В паре километров с северо-северо-востока с дирижабля был замечен дымок. В лесу. Выдававший людей. И требовалось проверить – кто там и чего делает. Может, охотники, может, еще кто, а может, и те злодеи, за которыми поисковые отряды и бегали. Иной раз и не опознать – кто где. Люди и люди. Если в руках только охотничье оружие или его нет вообще – целая морока начинается. Их ведь опрашивать надо. Допрашивать. Хотя, конечно, приличные люди зимой по дремучим лесам не мотаются…
Но «обошлось».
Где-то с пятисот метров раздался выстрел. И один из бойцов упал, схватившись за руку. Следом за ним, а то и быстрее упали все остальные, слившись со снежным ландшафтом.
Из леса прозвучало еще несколько выстрелов. Но в этот раз – мимо. Лежащих в снегу бойцов в маскхалатах было не разглядеть без оптики.
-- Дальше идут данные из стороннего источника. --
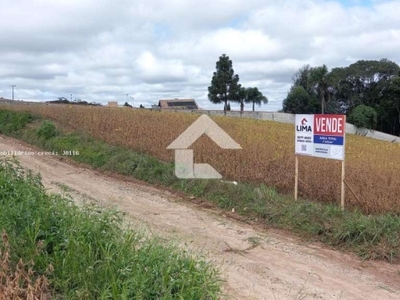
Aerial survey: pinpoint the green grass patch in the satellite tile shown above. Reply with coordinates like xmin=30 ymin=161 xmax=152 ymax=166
xmin=0 ymin=160 xmax=220 ymax=299
xmin=2 ymin=109 xmax=400 ymax=262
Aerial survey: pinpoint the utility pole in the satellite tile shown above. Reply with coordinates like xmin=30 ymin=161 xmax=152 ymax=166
xmin=10 ymin=84 xmax=16 ymax=100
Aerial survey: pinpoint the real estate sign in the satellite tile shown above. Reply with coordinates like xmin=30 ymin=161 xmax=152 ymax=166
xmin=295 ymin=115 xmax=346 ymax=160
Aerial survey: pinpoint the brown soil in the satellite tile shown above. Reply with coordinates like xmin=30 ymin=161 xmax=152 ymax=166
xmin=0 ymin=137 xmax=400 ymax=300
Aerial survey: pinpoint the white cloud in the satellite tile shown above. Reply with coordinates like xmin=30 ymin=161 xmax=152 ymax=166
xmin=0 ymin=0 xmax=400 ymax=110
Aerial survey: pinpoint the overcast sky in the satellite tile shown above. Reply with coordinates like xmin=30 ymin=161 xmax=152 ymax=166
xmin=0 ymin=0 xmax=400 ymax=111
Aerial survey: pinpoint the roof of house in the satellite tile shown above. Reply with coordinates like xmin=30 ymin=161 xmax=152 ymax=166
xmin=158 ymin=99 xmax=199 ymax=109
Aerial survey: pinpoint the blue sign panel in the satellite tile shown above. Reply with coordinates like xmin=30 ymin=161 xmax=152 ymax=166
xmin=314 ymin=135 xmax=344 ymax=146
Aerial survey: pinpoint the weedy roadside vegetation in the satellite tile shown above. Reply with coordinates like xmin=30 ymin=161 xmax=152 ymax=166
xmin=0 ymin=111 xmax=400 ymax=262
xmin=0 ymin=154 xmax=221 ymax=299
xmin=3 ymin=104 xmax=400 ymax=214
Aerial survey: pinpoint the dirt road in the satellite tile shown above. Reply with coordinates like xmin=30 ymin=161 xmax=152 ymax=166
xmin=0 ymin=136 xmax=400 ymax=300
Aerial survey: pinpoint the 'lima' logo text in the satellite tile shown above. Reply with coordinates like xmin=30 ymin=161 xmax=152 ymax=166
xmin=296 ymin=118 xmax=312 ymax=132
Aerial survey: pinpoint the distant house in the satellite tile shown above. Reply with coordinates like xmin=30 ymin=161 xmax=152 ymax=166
xmin=158 ymin=99 xmax=199 ymax=109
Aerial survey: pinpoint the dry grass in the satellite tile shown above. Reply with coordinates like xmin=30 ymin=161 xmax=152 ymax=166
xmin=0 ymin=231 xmax=51 ymax=300
xmin=3 ymin=104 xmax=400 ymax=213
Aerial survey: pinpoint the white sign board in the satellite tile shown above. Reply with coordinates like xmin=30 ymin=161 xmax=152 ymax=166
xmin=295 ymin=115 xmax=346 ymax=160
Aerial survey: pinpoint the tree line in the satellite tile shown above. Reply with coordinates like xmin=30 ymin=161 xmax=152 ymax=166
xmin=208 ymin=54 xmax=268 ymax=112
xmin=282 ymin=59 xmax=400 ymax=136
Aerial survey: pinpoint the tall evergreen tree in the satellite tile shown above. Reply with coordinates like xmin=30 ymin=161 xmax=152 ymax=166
xmin=208 ymin=54 xmax=240 ymax=111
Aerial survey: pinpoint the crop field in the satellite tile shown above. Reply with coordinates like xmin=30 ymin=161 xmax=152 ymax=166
xmin=2 ymin=104 xmax=400 ymax=214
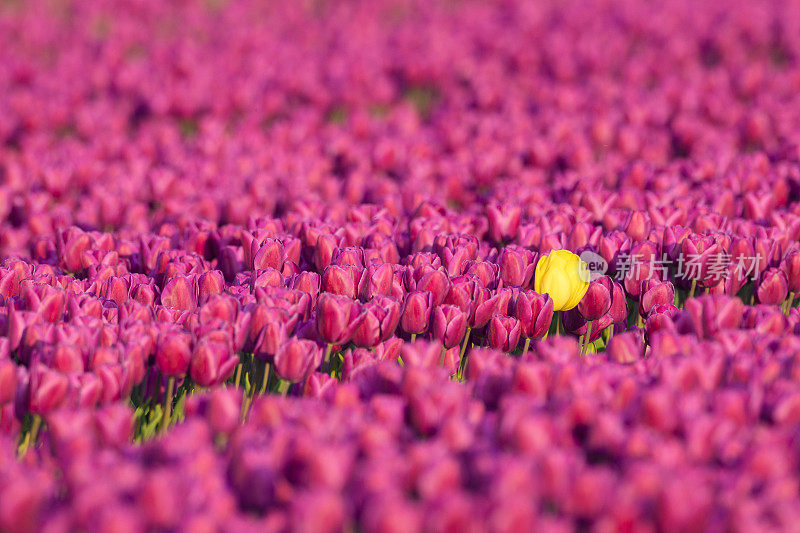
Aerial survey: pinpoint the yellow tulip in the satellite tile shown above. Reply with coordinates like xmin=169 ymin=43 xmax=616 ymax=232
xmin=533 ymin=250 xmax=589 ymax=311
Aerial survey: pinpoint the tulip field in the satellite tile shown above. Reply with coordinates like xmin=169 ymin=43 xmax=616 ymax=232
xmin=0 ymin=0 xmax=800 ymax=533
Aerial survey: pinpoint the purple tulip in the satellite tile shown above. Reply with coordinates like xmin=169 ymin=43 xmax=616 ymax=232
xmin=431 ymin=305 xmax=468 ymax=349
xmin=578 ymin=276 xmax=614 ymax=320
xmin=487 ymin=315 xmax=522 ymax=352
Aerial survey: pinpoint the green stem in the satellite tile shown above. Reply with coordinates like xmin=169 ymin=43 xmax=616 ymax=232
xmin=278 ymin=379 xmax=292 ymax=396
xmin=161 ymin=377 xmax=173 ymax=431
xmin=17 ymin=415 xmax=42 ymax=458
xmin=258 ymin=361 xmax=272 ymax=396
xmin=323 ymin=343 xmax=333 ymax=366
xmin=581 ymin=320 xmax=592 ymax=355
xmin=783 ymin=292 xmax=794 ymax=315
xmin=233 ymin=358 xmax=242 ymax=389
xmin=456 ymin=326 xmax=472 ymax=379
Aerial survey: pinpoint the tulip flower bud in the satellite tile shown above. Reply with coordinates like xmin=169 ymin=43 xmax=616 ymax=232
xmin=197 ymin=270 xmax=225 ymax=300
xmin=250 ymin=306 xmax=298 ymax=361
xmin=156 ymin=331 xmax=192 ymax=377
xmin=470 ymin=289 xmax=513 ymax=328
xmin=161 ymin=275 xmax=197 ymax=311
xmin=498 ymin=246 xmax=536 ymax=288
xmin=103 ymin=276 xmax=130 ymax=305
xmin=433 ymin=305 xmax=467 ymax=349
xmin=400 ymin=291 xmax=433 ymax=335
xmin=331 ymin=246 xmax=365 ymax=271
xmin=289 ymin=271 xmax=322 ymax=302
xmin=781 ymin=251 xmax=800 ymax=293
xmin=416 ymin=270 xmax=450 ymax=306
xmin=625 ymin=211 xmax=650 ymax=242
xmin=756 ymin=268 xmax=789 ymax=305
xmin=463 ymin=261 xmax=500 ymax=290
xmin=317 ymin=293 xmax=359 ymax=344
xmin=644 ymin=304 xmax=679 ymax=339
xmin=487 ymin=315 xmax=522 ymax=352
xmin=0 ymin=359 xmax=17 ymax=407
xmin=255 ymin=238 xmax=284 ymax=271
xmin=358 ymin=263 xmax=394 ymax=300
xmin=275 ymin=339 xmax=322 ymax=383
xmin=322 ymin=265 xmax=361 ymax=300
xmin=510 ymin=291 xmax=553 ymax=339
xmin=486 ymin=205 xmax=522 ymax=243
xmin=314 ymin=233 xmax=338 ymax=272
xmin=534 ymin=250 xmax=589 ymax=311
xmin=578 ymin=276 xmax=614 ymax=320
xmin=598 ymin=231 xmax=631 ymax=274
xmin=639 ymin=279 xmax=675 ymax=317
xmin=56 ymin=226 xmax=92 ymax=272
xmin=608 ymin=281 xmax=628 ymax=324
xmin=353 ymin=296 xmax=400 ymax=348
xmin=567 ymin=222 xmax=603 ymax=250
xmin=189 ymin=339 xmax=239 ymax=387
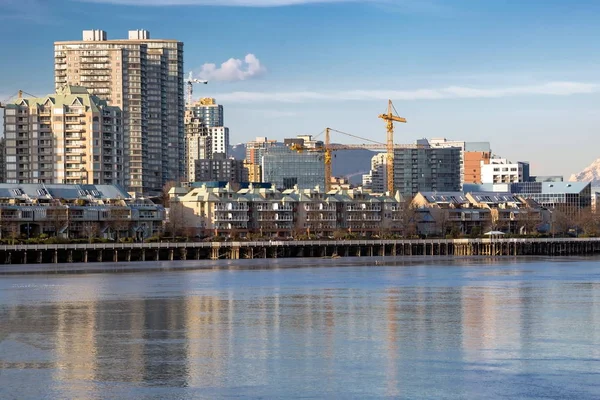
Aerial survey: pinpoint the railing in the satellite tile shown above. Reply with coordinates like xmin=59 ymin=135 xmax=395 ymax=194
xmin=0 ymin=239 xmax=600 ymax=250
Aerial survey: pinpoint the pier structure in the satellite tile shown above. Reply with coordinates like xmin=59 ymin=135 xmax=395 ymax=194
xmin=0 ymin=238 xmax=600 ymax=269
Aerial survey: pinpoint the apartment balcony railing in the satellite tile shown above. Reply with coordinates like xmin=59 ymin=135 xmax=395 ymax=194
xmin=346 ymin=215 xmax=381 ymax=221
xmin=306 ymin=215 xmax=337 ymax=221
xmin=304 ymin=204 xmax=336 ymax=211
xmin=256 ymin=215 xmax=294 ymax=221
xmin=255 ymin=203 xmax=294 ymax=211
xmin=215 ymin=215 xmax=250 ymax=222
xmin=346 ymin=205 xmax=381 ymax=211
xmin=215 ymin=204 xmax=249 ymax=211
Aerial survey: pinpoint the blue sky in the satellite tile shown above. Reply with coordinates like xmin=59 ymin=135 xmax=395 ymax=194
xmin=0 ymin=0 xmax=600 ymax=177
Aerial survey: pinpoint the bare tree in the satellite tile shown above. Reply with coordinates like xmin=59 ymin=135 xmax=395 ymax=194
xmin=108 ymin=207 xmax=131 ymax=240
xmin=9 ymin=222 xmax=21 ymax=245
xmin=516 ymin=208 xmax=542 ymax=235
xmin=574 ymin=207 xmax=600 ymax=236
xmin=167 ymin=201 xmax=186 ymax=239
xmin=429 ymin=208 xmax=450 ymax=236
xmin=160 ymin=181 xmax=179 ymax=208
xmin=46 ymin=204 xmax=69 ymax=237
xmin=82 ymin=221 xmax=99 ymax=243
xmin=400 ymin=201 xmax=419 ymax=238
xmin=551 ymin=208 xmax=572 ymax=235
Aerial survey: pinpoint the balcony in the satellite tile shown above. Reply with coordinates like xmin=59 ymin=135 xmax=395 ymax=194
xmin=215 ymin=203 xmax=249 ymax=211
xmin=346 ymin=204 xmax=381 ymax=212
xmin=346 ymin=215 xmax=381 ymax=221
xmin=215 ymin=213 xmax=249 ymax=222
xmin=256 ymin=215 xmax=294 ymax=222
xmin=304 ymin=203 xmax=336 ymax=211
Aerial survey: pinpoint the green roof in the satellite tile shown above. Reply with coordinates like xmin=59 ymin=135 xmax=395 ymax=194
xmin=7 ymin=85 xmax=121 ymax=112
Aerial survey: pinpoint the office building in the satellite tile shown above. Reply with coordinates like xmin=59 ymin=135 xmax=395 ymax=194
xmin=186 ymin=98 xmax=229 ymax=158
xmin=242 ymin=160 xmax=262 ymax=183
xmin=261 ymin=146 xmax=325 ymax=189
xmin=188 ymin=97 xmax=225 ymax=128
xmin=195 ymin=154 xmax=244 ymax=184
xmin=54 ymin=30 xmax=185 ymax=193
xmin=481 ymin=158 xmax=529 ymax=184
xmin=428 ymin=138 xmax=492 ymax=185
xmin=177 ymin=184 xmax=406 ymax=237
xmin=4 ymin=86 xmax=125 ymax=185
xmin=529 ymin=175 xmax=564 ymax=182
xmin=206 ymin=126 xmax=229 ymax=157
xmin=246 ymin=137 xmax=282 ymax=165
xmin=362 ymin=153 xmax=387 ymax=193
xmin=0 ymin=183 xmax=165 ymax=239
xmin=394 ymin=140 xmax=461 ymax=197
xmin=510 ymin=182 xmax=592 ymax=215
xmin=184 ymin=109 xmax=212 ymax=182
xmin=0 ymin=137 xmax=6 ymax=183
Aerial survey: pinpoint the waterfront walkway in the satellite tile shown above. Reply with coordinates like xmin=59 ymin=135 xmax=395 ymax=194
xmin=0 ymin=238 xmax=600 ymax=268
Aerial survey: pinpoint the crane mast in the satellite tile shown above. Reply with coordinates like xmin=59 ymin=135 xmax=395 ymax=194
xmin=379 ymin=100 xmax=406 ymax=195
xmin=185 ymin=72 xmax=208 ymax=105
xmin=325 ymin=128 xmax=331 ymax=192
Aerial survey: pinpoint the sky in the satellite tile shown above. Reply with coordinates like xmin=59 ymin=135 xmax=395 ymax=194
xmin=0 ymin=0 xmax=600 ymax=178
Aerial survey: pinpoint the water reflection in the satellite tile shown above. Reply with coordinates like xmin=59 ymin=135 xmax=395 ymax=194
xmin=0 ymin=260 xmax=600 ymax=399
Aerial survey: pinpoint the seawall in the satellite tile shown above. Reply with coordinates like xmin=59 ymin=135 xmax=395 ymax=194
xmin=0 ymin=238 xmax=600 ymax=269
А ее у неприятеля, скорее всего, не имелось.
Впрочем, противника тоже было не видно.
– Хорошо замаскировался. Зараза.
– Охотник, видать.
– Да. Охотник… На людей…
Бах.
И вновь где-то рядом свистнула пуля.
Несколькими секундами спустя пулеметчики, распределив между собой сектора, открыли огонь. Просто на подавление. Чтобы спугнуть неприятеля и вынудить его отойти. А минометный расчет, расположившись за аэросанями, добавил минами. Немного. Для шума. Стрелять все равно было непонятно куда.
Командиры же внимательно наблюдали за опушкой в бинокли.
Минуты такого обстрела не прошло, как началось движение. То одна фигурка куда-то бежала. То другая. Маскхалатов у них не было, поэтому они стояли у стволов, сливаясь с ними и их тенями.
Егеря, которых в отряде насчитывалось трое, не зевали. И ориентируясь на наводку командиров, сразу же открыли огонь. И очень результативный. На такой-то дистанции.
Остальные же бойцы тем временем развернулись широким фронтом и короткими перебежками стали продвигаться вперед.
Пулеметы уже замолчали. Сразу как побежали стрелки неприятеля. И, кроме отдельных хлестких выстрелов егерей, было в целом тихо. Однако все равно – продвигались осторожно. Опасаясь засады.
Уже у самой опушки их нагнал дирижабль и открыл огонь куда-то вперед. В его гондоле было смонтировано восемь 13-мм пулеметов. И, летя на высоте полутора-двух километров, он мог из них ТАК приласкать, что тошно станет любому.
– Отходят, – сообщил радист командиру отряда. – Передают, что эти прикрывали отход. Там до сотни человек. Волокуши со скарбом…
Очередной тяжелый день этой сложной и тяжелой зачистки шел своим чередом. Священник, который был включен в каждую такую команду, за эти несколько месяцев уже поседел от того, что ему пришлось увидеть.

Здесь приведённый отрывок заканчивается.